Die letzten sieben, acht Jahre haben den Nationalitäten – einschließlich den Deutschen – ermöglicht, positive Veränderungen einzuleiten und Programme auf den Weg zu bringen, die sicherstellen können, dass unsere Kinder und Enkelkinder mit einer starken Nationalitätenidentität, ihrer Nationalitätenmuttersprache und -kultur sowie ihren Nationalitätentraditionen als starke Gemeinschaft in ihrem Heimatland, im Ungarn der Zukunft, leben können.

SB: Parlamentsarbeit ist die eine Seite, der Kontakt zur Basis die andere: Wie würden Sie Ihre Beziehung zu der Gemeinschaft, die Sie im Parlament vertreten, beschreiben?

ER: Am besten könnte ich meine Beziehung zur deutschen Nationalität in Ungarn so beschreiben, dass ich mit Sicherheit sagen kann, dass weder in den letzten vier Jahren noch im vorangegangen Zyklus keine Anfragen bei uns eingegangen sind – sei es von einer lokalen Selbstverwaltung, einer Nationalitäteneinrichtung oder einer Einzelperson -, die wir nicht behandelt und diskutiert hätten und in denen wir dann mit meinen Kollegen keine Lösung und Hilfe gefunden hätten.

SB: Wenn Sie jetzt auf die Jahre Ihrer parlamentarischen Tätigkeit zurückblicken: Wie haben Sie diese im Hinblick auf die Interessensvertretung der Gemeinschaft und der anderen Nationalitäten persönlich erlebt?

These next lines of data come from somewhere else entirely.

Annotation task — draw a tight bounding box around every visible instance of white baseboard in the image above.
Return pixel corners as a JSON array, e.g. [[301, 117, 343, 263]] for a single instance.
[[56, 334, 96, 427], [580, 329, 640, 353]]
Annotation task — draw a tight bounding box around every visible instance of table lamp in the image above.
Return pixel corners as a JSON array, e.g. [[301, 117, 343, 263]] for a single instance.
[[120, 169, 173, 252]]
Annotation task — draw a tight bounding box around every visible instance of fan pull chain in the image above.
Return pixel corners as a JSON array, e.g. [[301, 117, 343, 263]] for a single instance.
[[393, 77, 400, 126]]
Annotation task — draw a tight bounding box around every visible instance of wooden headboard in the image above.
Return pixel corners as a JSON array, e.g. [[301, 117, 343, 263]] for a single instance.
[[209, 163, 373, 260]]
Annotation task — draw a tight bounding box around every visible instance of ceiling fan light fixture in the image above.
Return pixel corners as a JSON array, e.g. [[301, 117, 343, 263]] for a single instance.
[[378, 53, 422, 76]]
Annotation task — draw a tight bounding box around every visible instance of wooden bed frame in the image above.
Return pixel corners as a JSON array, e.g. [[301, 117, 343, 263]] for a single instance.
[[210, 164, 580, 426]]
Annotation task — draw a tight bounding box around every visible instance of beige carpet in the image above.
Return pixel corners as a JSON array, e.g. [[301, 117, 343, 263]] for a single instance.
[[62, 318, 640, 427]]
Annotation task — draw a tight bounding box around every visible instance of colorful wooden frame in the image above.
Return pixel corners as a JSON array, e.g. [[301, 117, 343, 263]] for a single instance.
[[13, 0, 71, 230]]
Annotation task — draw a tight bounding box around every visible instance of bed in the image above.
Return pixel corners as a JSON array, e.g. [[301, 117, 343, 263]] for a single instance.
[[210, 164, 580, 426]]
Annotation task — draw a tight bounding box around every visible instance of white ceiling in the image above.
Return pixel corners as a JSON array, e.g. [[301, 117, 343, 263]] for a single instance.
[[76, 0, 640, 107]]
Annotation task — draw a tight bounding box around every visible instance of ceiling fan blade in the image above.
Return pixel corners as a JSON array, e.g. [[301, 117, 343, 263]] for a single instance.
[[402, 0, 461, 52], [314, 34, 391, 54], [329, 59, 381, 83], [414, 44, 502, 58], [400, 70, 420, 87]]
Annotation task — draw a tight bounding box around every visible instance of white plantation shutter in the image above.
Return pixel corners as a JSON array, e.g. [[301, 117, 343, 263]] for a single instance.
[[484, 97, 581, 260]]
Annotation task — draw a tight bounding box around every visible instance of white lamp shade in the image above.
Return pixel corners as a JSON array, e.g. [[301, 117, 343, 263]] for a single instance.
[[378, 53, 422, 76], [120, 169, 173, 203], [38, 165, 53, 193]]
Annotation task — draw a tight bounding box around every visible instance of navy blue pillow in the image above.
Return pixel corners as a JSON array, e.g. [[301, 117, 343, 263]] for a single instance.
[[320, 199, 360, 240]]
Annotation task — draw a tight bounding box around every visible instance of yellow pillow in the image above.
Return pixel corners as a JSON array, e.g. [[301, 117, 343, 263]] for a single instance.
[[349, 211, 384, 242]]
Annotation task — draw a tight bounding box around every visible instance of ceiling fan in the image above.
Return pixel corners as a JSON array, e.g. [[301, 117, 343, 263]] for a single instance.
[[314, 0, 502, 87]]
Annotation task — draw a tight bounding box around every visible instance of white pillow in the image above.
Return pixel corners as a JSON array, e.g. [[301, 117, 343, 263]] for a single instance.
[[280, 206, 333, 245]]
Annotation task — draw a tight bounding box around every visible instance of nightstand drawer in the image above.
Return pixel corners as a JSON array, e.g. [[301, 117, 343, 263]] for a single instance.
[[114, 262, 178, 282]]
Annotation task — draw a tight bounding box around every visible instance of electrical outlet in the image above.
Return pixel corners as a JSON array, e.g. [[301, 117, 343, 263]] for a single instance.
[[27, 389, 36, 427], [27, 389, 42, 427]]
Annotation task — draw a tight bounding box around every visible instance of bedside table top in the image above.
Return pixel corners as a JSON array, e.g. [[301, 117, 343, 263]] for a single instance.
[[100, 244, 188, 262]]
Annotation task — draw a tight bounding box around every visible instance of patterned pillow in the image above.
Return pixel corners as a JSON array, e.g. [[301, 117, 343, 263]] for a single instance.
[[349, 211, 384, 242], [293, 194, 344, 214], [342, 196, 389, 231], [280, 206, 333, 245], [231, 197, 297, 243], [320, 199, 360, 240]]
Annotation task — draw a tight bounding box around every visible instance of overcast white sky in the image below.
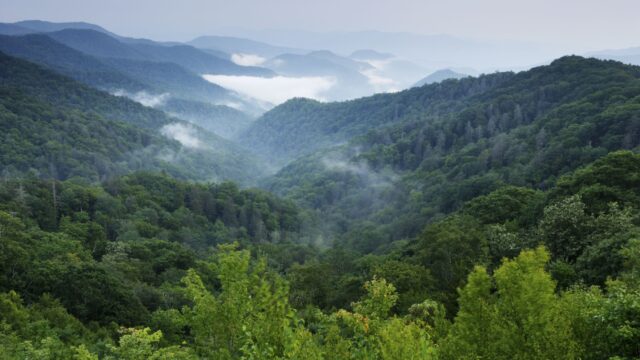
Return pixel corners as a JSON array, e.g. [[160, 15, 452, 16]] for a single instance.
[[0, 0, 640, 50]]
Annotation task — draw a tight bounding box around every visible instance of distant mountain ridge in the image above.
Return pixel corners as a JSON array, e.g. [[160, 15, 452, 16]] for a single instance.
[[0, 52, 263, 183], [413, 69, 469, 86]]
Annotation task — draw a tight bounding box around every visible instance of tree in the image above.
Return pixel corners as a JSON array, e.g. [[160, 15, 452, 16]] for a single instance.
[[442, 248, 579, 359]]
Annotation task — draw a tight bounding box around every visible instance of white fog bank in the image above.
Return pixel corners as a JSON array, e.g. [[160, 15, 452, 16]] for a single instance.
[[203, 75, 336, 105]]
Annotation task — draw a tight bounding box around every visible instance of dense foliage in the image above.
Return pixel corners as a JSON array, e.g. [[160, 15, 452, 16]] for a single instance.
[[258, 57, 640, 252], [0, 52, 640, 360], [0, 54, 261, 183]]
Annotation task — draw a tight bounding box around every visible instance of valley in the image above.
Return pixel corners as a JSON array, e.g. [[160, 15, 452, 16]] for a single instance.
[[0, 12, 640, 360]]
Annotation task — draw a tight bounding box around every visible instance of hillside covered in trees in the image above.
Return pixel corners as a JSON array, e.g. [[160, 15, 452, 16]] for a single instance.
[[0, 44, 640, 360], [0, 53, 261, 183]]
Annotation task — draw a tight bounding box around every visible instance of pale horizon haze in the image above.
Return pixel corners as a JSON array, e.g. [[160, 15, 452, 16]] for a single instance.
[[0, 0, 640, 52]]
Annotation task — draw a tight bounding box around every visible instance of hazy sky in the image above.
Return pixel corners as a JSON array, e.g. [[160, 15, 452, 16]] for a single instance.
[[0, 0, 640, 50]]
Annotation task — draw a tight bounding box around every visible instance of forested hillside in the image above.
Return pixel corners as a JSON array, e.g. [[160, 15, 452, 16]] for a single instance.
[[239, 69, 513, 164], [0, 44, 640, 360], [0, 53, 261, 182], [0, 152, 640, 359], [259, 57, 640, 251]]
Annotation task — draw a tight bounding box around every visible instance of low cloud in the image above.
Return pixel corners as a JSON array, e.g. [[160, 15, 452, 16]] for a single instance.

ER: Nach dem Einzug ins Parlament war es wichtiger – als die aktuellen, kurzfristigen Ziele – „den Weg zu bereiten und auszubauen“ hinsichtlich der parlamentarischen Vertretung der Nationalitäten. Ich musste einige schwerwiegende strategische Entscheidungen treffen und Fragen klären, um eine dauerhaft wirksame parlamentarische Vertretung der in Ungarn ansässigen Nationalitäten zu etablieren. Um nur einige zu nennen: Sollen wir versuchen die nationalen Förderrahmen bzw. den Anteil der Nationalitäten dabei zu erhöhen oder sollen wir uns auf die Einführung oder Stärkung spezifischer Ausschreibungsrahmen speziell für die Nationalitäten konzentrieren? Wir haben uns für Letzteres entschieden. Eine weitere Frage war es, ob es erforderlich ist neben der Regierung und den Regierungsfraktionen auch mit der Opposition umfassend zu konsultieren und nur solche Gesetzesänderungen vorzulegen, bei denen der Konsens vollständig ist? Unsere Entscheidung war: Ja, wir brauchen eine umfassende Beratung.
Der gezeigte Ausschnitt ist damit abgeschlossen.